The potentially profound implications of this developing technology led to the formation of the Campaign to Stop Killer Robots — an international effort to see these machines banned.

The efforts are similar to nuclear weapons compared to nuclear energy, in that robots are OK, but killer robots are not.

Canada isn't known to be developing such weapons, so the Campaign to Stop Killer Robots believes that's why the country would be well positioned as a global leader to initiate an international treaty against such development.

However, the use of robotic killers fighting our battles has supporters.

Proponents point to the potential to reduce the number of human soldiers on a battlefield and casualties - as was the argument for landmines decades ago.
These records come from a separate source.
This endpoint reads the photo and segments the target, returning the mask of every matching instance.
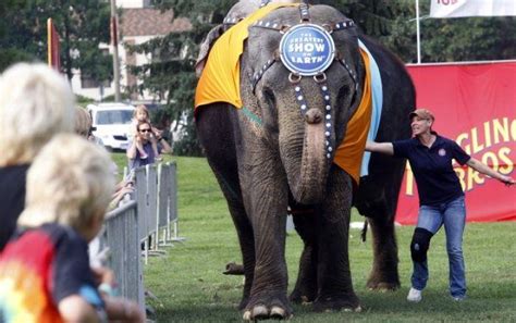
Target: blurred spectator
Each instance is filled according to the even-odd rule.
[[[153,158],[155,159],[160,159],[159,151],[158,151],[158,141],[156,140],[156,134],[155,134],[155,132],[152,129],[152,126],[150,124],[149,110],[147,110],[147,107],[145,107],[144,104],[137,105],[136,109],[133,112],[132,124],[133,124],[134,134],[133,134],[133,142],[132,144],[135,144],[135,147],[139,152],[139,158],[140,159],[146,159],[147,156],[148,156],[148,152],[144,149],[144,147],[142,146],[142,142],[136,140],[136,136],[138,135],[138,125],[143,122],[148,123],[149,126],[150,126],[150,133],[149,133],[148,140],[150,141],[151,147],[152,147]],[[151,163],[153,163],[153,161]]]
[[[113,186],[108,153],[76,135],[56,136],[36,157],[19,231],[0,256],[1,322],[144,322],[136,303],[100,295],[112,272],[89,265]]]
[[[84,137],[90,141],[95,141],[94,135],[91,135],[91,115],[89,115],[86,109],[76,105],[75,107],[75,134]]]
[[[19,63],[0,76],[0,251],[24,207],[27,169],[50,138],[72,132],[74,96],[45,64]]]
[[[151,126],[149,122],[143,121],[136,125],[136,134],[126,151],[131,171],[155,162],[156,154],[152,148],[152,142],[150,141],[150,133]],[[142,147],[140,149],[143,151],[138,149],[138,146]]]

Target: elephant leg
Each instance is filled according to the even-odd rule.
[[[255,271],[255,240],[253,227],[244,208],[233,129],[228,126],[232,108],[228,104],[212,104],[201,108],[197,115],[197,133],[205,148],[208,163],[228,201],[228,208],[235,225],[244,264],[244,291],[238,308],[246,307]]]
[[[352,283],[348,233],[352,206],[352,179],[336,166],[329,176],[329,191],[315,216],[318,245],[316,311],[359,310]]]
[[[304,243],[299,259],[297,282],[290,299],[296,303],[311,302],[317,296],[317,240],[314,232],[315,212],[312,208],[291,206],[294,226]]]
[[[383,163],[391,172],[365,177],[355,206],[360,214],[367,216],[372,232],[373,262],[367,287],[395,290],[400,288],[400,275],[394,215],[404,164],[391,160]]]
[[[256,160],[250,157],[250,163],[244,165],[249,176],[242,181],[256,250],[253,287],[244,320],[288,319],[292,308],[286,297],[286,181],[281,181],[284,173],[275,158],[260,160],[255,167]]]

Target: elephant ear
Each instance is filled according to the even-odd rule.
[[[205,40],[200,45],[199,55],[197,57],[197,62],[195,63],[195,75],[200,77],[202,70],[205,70],[206,60],[208,59],[208,54],[210,53],[211,46],[213,46],[214,41],[219,39],[219,37],[224,34],[225,27],[224,25],[220,24],[211,28],[206,36]]]

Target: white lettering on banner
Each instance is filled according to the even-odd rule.
[[[487,121],[482,128],[472,127],[467,133],[458,134],[455,141],[468,153],[489,165],[495,172],[511,175],[515,169],[511,145],[516,142],[516,120],[502,117]],[[493,147],[501,145],[501,148]],[[471,190],[476,185],[486,182],[486,176],[471,167],[460,166],[454,161],[453,167],[464,190]],[[414,195],[414,174],[410,165],[406,163],[406,190],[407,196]]]
[[[288,45],[288,52],[312,52],[314,50],[317,52],[324,51],[324,44],[290,44]]]
[[[314,64],[320,63],[324,60],[324,57],[312,57],[312,58],[296,58],[291,57],[291,62],[298,64]]]
[[[431,17],[516,15],[515,0],[431,0]]]

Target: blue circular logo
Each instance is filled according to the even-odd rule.
[[[312,76],[324,72],[335,57],[335,44],[330,33],[314,24],[300,24],[288,29],[280,42],[281,61],[291,72]]]

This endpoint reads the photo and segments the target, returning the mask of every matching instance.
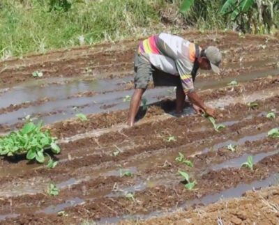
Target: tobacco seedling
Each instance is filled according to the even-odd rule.
[[[166,139],[167,142],[176,141],[176,138],[174,136],[169,136]]]
[[[254,164],[254,161],[253,161],[252,157],[251,155],[249,155],[247,159],[247,162],[243,163],[240,167],[245,166],[245,167],[249,168],[250,170],[252,171],[253,170],[253,164]]]
[[[39,71],[33,72],[32,76],[33,77],[43,77],[43,72],[39,72]]]
[[[184,178],[186,181],[187,181],[187,184],[186,184],[184,187],[188,190],[193,189],[195,187],[195,185],[196,185],[195,181],[190,182],[190,176],[186,172],[179,171],[179,173]]]
[[[50,183],[48,185],[47,194],[48,195],[56,196],[59,194],[59,189],[56,187],[56,185]]]
[[[232,81],[231,82],[227,84],[228,86],[236,86],[237,84],[239,84],[239,83],[237,83],[236,80]]]
[[[175,158],[175,161],[178,162],[182,162],[190,167],[193,167],[194,166],[191,161],[186,160],[185,159],[184,155],[183,155],[181,153],[179,153],[179,156]]]
[[[234,144],[230,143],[227,146],[226,146],[226,148],[234,153],[236,150],[236,146]]]
[[[259,104],[257,102],[249,102],[247,104],[250,109],[255,109],[259,106]]]
[[[88,121],[86,116],[84,114],[77,114],[75,116],[83,122]]]
[[[212,116],[207,116],[207,118],[213,125],[214,130],[218,132],[220,132],[221,130],[224,129],[226,126],[223,124],[216,124],[214,118]]]
[[[133,202],[135,202],[135,194],[133,194],[133,193],[130,193],[130,192],[127,193],[125,194],[125,197],[130,201],[133,201]]]
[[[267,118],[275,118],[276,116],[274,112],[270,111],[270,112],[269,112],[269,113],[267,114],[266,117],[267,117]]]
[[[269,137],[279,137],[278,128],[273,128],[267,132],[267,136]]]

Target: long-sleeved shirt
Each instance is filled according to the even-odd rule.
[[[201,48],[181,37],[161,33],[140,42],[138,52],[154,67],[180,76],[186,94],[194,91],[191,75]]]

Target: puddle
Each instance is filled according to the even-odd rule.
[[[269,152],[269,153],[258,153],[258,154],[255,154],[255,155],[245,153],[244,155],[243,155],[242,156],[241,156],[238,158],[232,159],[230,160],[224,162],[221,164],[211,166],[209,168],[209,169],[219,170],[219,169],[221,169],[223,168],[229,168],[229,167],[239,168],[243,162],[246,162],[247,161],[247,158],[249,155],[252,156],[254,164],[256,164],[259,161],[264,159],[264,157],[272,155],[278,154],[278,153],[279,153],[279,150],[275,150],[275,151]]]
[[[36,213],[45,213],[45,214],[56,214],[59,211],[63,210],[65,208],[68,207],[74,207],[75,205],[80,205],[84,203],[85,201],[78,197],[68,199],[65,201],[65,203],[61,204],[58,204],[55,205],[50,205],[45,208],[44,210],[36,212]]]

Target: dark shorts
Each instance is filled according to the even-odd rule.
[[[174,76],[156,68],[137,52],[135,55],[134,70],[135,88],[147,88],[151,75],[155,86],[181,86],[181,81],[179,76]]]

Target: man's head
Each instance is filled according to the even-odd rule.
[[[203,49],[197,59],[199,67],[202,70],[210,70],[219,74],[219,64],[222,61],[222,54],[219,49],[214,46],[209,46]]]

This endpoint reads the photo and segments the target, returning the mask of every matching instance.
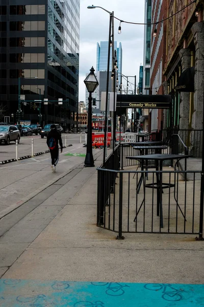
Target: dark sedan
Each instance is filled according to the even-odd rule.
[[[32,136],[33,131],[29,127],[23,127],[22,128],[22,136]]]

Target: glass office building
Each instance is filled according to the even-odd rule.
[[[143,94],[149,94],[151,59],[151,0],[145,0]]]
[[[118,80],[120,84],[121,74],[122,73],[122,50],[121,42],[119,43],[119,47],[117,47],[117,41],[114,41],[115,50],[117,51],[117,58],[118,60]],[[108,41],[101,41],[100,45],[97,43],[97,55],[96,55],[96,71],[100,72],[107,71],[108,65]],[[111,49],[111,57],[112,56],[112,49]],[[110,61],[110,71],[112,71],[112,61]]]
[[[73,128],[78,112],[80,0],[1,0],[0,100],[16,121],[18,82],[26,101],[21,121]],[[9,4],[9,5],[8,5]],[[58,105],[58,98],[66,102]],[[55,102],[54,101],[56,101]]]

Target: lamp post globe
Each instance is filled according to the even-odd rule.
[[[88,109],[87,144],[86,147],[86,158],[84,161],[84,166],[85,167],[91,167],[94,166],[94,161],[93,157],[92,144],[92,97],[91,94],[94,92],[95,90],[98,85],[98,82],[95,75],[95,71],[93,67],[91,68],[90,71],[90,73],[89,74],[89,75],[88,75],[87,77],[84,81],[87,91],[89,93]]]

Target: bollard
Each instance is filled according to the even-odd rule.
[[[34,157],[34,141],[33,139],[32,139],[31,141],[31,157]]]
[[[18,140],[16,140],[16,159],[18,160]]]

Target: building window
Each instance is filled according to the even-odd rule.
[[[7,14],[7,6],[1,5],[0,6],[0,15],[6,15]]]
[[[43,15],[45,13],[45,6],[10,5],[10,15]]]

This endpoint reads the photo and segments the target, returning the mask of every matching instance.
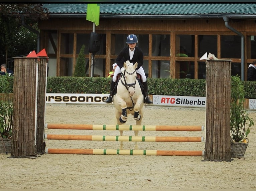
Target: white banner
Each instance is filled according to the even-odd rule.
[[[106,104],[104,101],[108,94],[46,94],[46,103],[95,103]],[[205,97],[153,95],[154,105],[205,108]],[[249,99],[251,109],[256,109],[256,99]]]
[[[154,104],[169,106],[199,107],[205,108],[206,104],[205,97],[153,95],[153,103]]]
[[[97,103],[104,101],[109,94],[46,94],[46,103]]]

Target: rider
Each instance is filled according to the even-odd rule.
[[[141,76],[144,87],[143,95],[145,103],[152,104],[153,102],[150,100],[148,95],[148,85],[147,77],[145,75],[144,69],[142,67],[143,65],[144,56],[141,49],[136,46],[138,43],[138,38],[135,35],[129,35],[126,38],[126,44],[128,46],[124,48],[121,51],[116,59],[116,63],[118,66],[116,68],[114,76],[112,78],[110,85],[110,94],[105,100],[105,102],[111,103],[113,101],[113,90],[115,88],[116,77],[121,73],[121,69],[124,67],[124,63],[127,60],[134,64],[138,63],[138,67],[136,70],[138,73]]]

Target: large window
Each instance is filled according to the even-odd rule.
[[[198,35],[198,57],[207,52],[217,55],[217,35]]]
[[[238,35],[222,35],[221,57],[222,58],[241,58],[241,37]]]

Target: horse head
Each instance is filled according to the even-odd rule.
[[[137,67],[138,63],[137,62],[133,65],[129,61],[127,61],[124,63],[124,70],[122,71],[124,85],[131,96],[133,96],[135,93],[137,76],[136,69]]]

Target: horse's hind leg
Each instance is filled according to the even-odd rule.
[[[120,136],[123,136],[123,132],[124,131],[121,131],[119,130],[119,132],[120,132]],[[120,149],[123,149],[124,148],[124,143],[123,143],[122,141],[120,141]]]
[[[139,134],[139,131],[134,131],[134,135],[135,136],[138,136]],[[135,150],[138,150],[139,149],[139,146],[138,144],[138,141],[136,141],[135,142]]]

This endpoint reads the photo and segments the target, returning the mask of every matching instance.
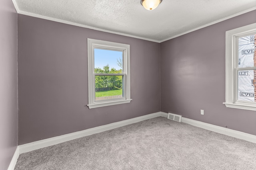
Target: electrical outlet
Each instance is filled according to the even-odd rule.
[[[201,114],[202,115],[204,115],[204,110],[201,110]]]

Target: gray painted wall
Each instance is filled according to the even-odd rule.
[[[161,43],[161,111],[256,135],[256,111],[222,104],[226,31],[255,22],[256,10]]]
[[[130,45],[130,104],[89,109],[87,38]],[[160,110],[160,45],[18,14],[19,144]]]
[[[0,1],[0,170],[7,169],[18,145],[17,13]]]

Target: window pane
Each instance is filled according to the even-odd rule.
[[[238,71],[238,100],[255,102],[256,70]]]
[[[122,98],[123,76],[95,76],[96,101]]]
[[[238,68],[253,67],[254,63],[255,35],[238,38]]]
[[[122,73],[122,52],[94,49],[94,53],[95,73]]]

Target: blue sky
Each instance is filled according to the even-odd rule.
[[[122,61],[122,52],[94,49],[94,68],[103,68],[108,64],[110,69],[119,70],[121,68],[117,64],[119,59]]]

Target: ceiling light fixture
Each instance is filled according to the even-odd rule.
[[[151,11],[155,9],[162,2],[162,0],[141,0],[140,3],[146,10]]]

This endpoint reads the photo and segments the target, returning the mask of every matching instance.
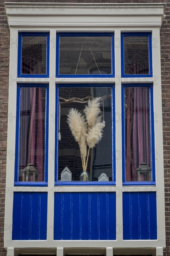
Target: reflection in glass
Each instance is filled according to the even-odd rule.
[[[59,74],[111,74],[111,36],[60,36]]]
[[[46,74],[46,36],[22,36],[21,74]]]
[[[124,97],[126,181],[151,181],[149,88],[126,88]]]
[[[86,170],[89,174],[90,181],[98,181],[99,177],[102,173],[105,174],[109,181],[112,180],[111,88],[96,87],[60,88],[59,88],[60,106],[59,128],[61,140],[59,141],[58,145],[59,181],[61,179],[62,181],[66,181],[61,179],[61,173],[63,170],[65,170],[66,167],[71,172],[72,181],[79,181],[80,175],[83,171],[78,144],[72,136],[67,123],[69,111],[72,108],[76,108],[84,115],[83,110],[87,105],[88,99],[97,97],[103,97],[104,104],[101,99],[100,108],[102,113],[102,118],[104,116],[105,126],[103,128],[103,135],[100,142],[96,144],[95,148],[90,150]],[[79,100],[76,99],[75,97]],[[85,99],[86,97],[87,98]]]
[[[19,181],[44,181],[45,88],[21,88]]]
[[[124,37],[124,74],[149,74],[148,36]]]

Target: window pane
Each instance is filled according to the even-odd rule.
[[[111,36],[60,36],[59,74],[111,74]]]
[[[149,74],[148,36],[124,36],[124,74]]]
[[[93,105],[94,108],[92,110],[91,109],[89,113],[89,115],[91,113],[91,117],[92,117],[91,122],[88,122],[90,124],[89,126],[87,125],[85,127],[86,124],[87,124],[87,121],[85,120],[85,122],[86,128],[85,129],[83,129],[82,127],[80,127],[82,124],[81,121],[79,121],[78,119],[78,121],[77,120],[76,121],[76,118],[72,117],[71,121],[73,122],[73,126],[74,128],[76,128],[75,133],[78,137],[78,139],[76,141],[75,137],[72,135],[74,131],[72,134],[68,123],[67,115],[69,113],[70,113],[70,111],[72,108],[74,109],[78,110],[82,116],[85,116],[84,110],[85,107],[88,104],[88,99],[91,99],[91,101],[92,100],[92,102],[94,103],[92,99],[98,97],[101,97],[99,99],[98,99],[99,103],[99,108],[95,108],[94,103],[94,105]],[[98,181],[98,178],[102,174],[105,174],[102,175],[101,181],[104,181],[105,177],[107,181],[112,181],[111,88],[94,87],[59,88],[59,98],[60,102],[59,123],[61,138],[61,140],[59,141],[58,180],[67,181],[65,178],[63,178],[64,176],[63,173],[62,173],[63,176],[61,175],[61,173],[66,167],[71,172],[72,177],[69,180],[72,181],[80,180],[80,174],[84,169],[83,163],[84,162],[83,160],[82,161],[79,145],[80,147],[83,145],[81,148],[83,148],[82,155],[83,159],[85,159],[85,162],[87,162],[86,170],[89,175],[89,181]],[[80,100],[80,99],[82,100]],[[99,111],[100,112],[99,114],[100,118],[98,117]],[[88,155],[88,145],[90,145],[90,146],[92,147],[93,142],[92,141],[90,140],[93,139],[93,137],[94,136],[94,140],[97,137],[99,137],[99,132],[98,132],[98,129],[97,129],[97,126],[99,123],[103,123],[103,118],[105,121],[105,127],[103,128],[103,136],[101,139],[99,140],[99,142],[90,149]],[[88,120],[89,121],[89,119]],[[96,126],[97,123],[98,124]],[[92,132],[90,138],[90,132],[92,130],[92,127],[94,127],[93,134]],[[80,132],[78,131],[80,131],[81,134],[78,134]],[[85,133],[88,135],[85,135]],[[80,134],[79,137],[78,134]],[[88,142],[87,138],[89,140]],[[86,154],[85,152],[85,150],[86,150]],[[87,161],[87,159],[88,159]]]
[[[21,88],[19,181],[44,181],[45,88]]]
[[[22,37],[21,74],[46,74],[46,36]]]
[[[124,94],[126,181],[151,181],[149,88],[126,88]]]

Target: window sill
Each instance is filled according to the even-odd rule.
[[[116,186],[115,182],[56,182],[55,186]]]
[[[156,186],[155,182],[123,182],[123,186]]]
[[[27,187],[47,187],[47,182],[16,182],[14,183],[14,186],[26,186]]]

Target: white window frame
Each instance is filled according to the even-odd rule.
[[[107,256],[114,251],[123,253],[149,253],[163,255],[165,247],[165,217],[163,178],[163,128],[162,123],[162,98],[160,63],[160,28],[163,16],[163,4],[45,4],[34,3],[7,3],[6,4],[8,24],[10,29],[10,56],[9,65],[9,106],[7,163],[6,195],[5,204],[4,246],[8,248],[7,255],[14,255],[14,248],[18,252],[27,251],[25,248],[39,248],[37,252],[44,252],[48,248],[57,248],[57,255],[63,255],[63,248],[93,248],[105,249]],[[78,15],[77,15],[78,13]],[[18,35],[20,31],[50,32],[49,78],[17,77]],[[98,78],[56,77],[56,33],[60,32],[108,32],[114,33],[115,77]],[[151,32],[152,39],[153,77],[122,78],[121,77],[121,32]],[[81,186],[81,191],[103,191],[116,193],[117,240],[116,241],[54,241],[53,196],[54,192],[61,191],[61,187],[55,187],[54,149],[56,83],[101,83],[115,84],[116,187]],[[157,193],[157,240],[131,241],[123,240],[122,192],[134,191],[135,186],[122,185],[122,124],[121,121],[121,83],[153,83],[154,109],[156,114],[155,148],[156,186],[138,186],[140,191],[156,191]],[[13,195],[14,191],[38,191],[38,187],[14,186],[14,174],[16,130],[16,93],[17,83],[49,83],[48,186],[43,188],[48,192],[47,233],[46,241],[12,241],[12,225]],[[65,192],[79,191],[79,186],[65,186]],[[161,210],[160,210],[161,209]],[[6,225],[6,226],[7,226]],[[146,248],[150,248],[146,249]],[[133,250],[131,250],[131,249]],[[139,251],[139,248],[140,250]],[[48,250],[47,250],[48,251]],[[52,251],[53,252],[53,251]],[[18,252],[18,253],[19,253]],[[98,253],[98,252],[97,252]]]

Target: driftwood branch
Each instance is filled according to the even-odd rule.
[[[105,96],[103,96],[101,97],[100,101],[105,101],[106,99],[108,98],[111,98],[111,95],[110,94],[106,95]],[[74,97],[71,99],[64,99],[62,98],[62,97],[59,97],[59,102],[60,104],[63,103],[69,103],[70,102],[78,102],[79,103],[85,103],[88,102],[89,100],[92,100],[94,99],[93,97],[92,96],[87,96],[85,98],[82,98],[80,99],[79,98],[77,98],[76,97]]]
Speaking to reporters in Ottawa on Tuesday, Ian Kerr, a University of Ottawa professor and Canada Research Chair in ethics, acknowledges human error and computer error are both realities, but that human error in military situations is preferable.

"We're asking the question of whether we want to relinquish human control to machines," he said.

"Human frailties are part of the human condition which is part of decision making and human judgment, which is the cornerstone of our justice system."

Machines don't have contextual awareness -- the ability to gauge the value of a military target or the value of civilians lives potentially lost, he said.

"There's no reciprocity if the decision maker is a machine. In no sense is the machine a stakeholder."

That's unlike even the use of drones — already a newly contentious addition to battlefields.

Washington has used drones to strike and kill terror group members and leaders overseas, raising ethical questions of such attacks.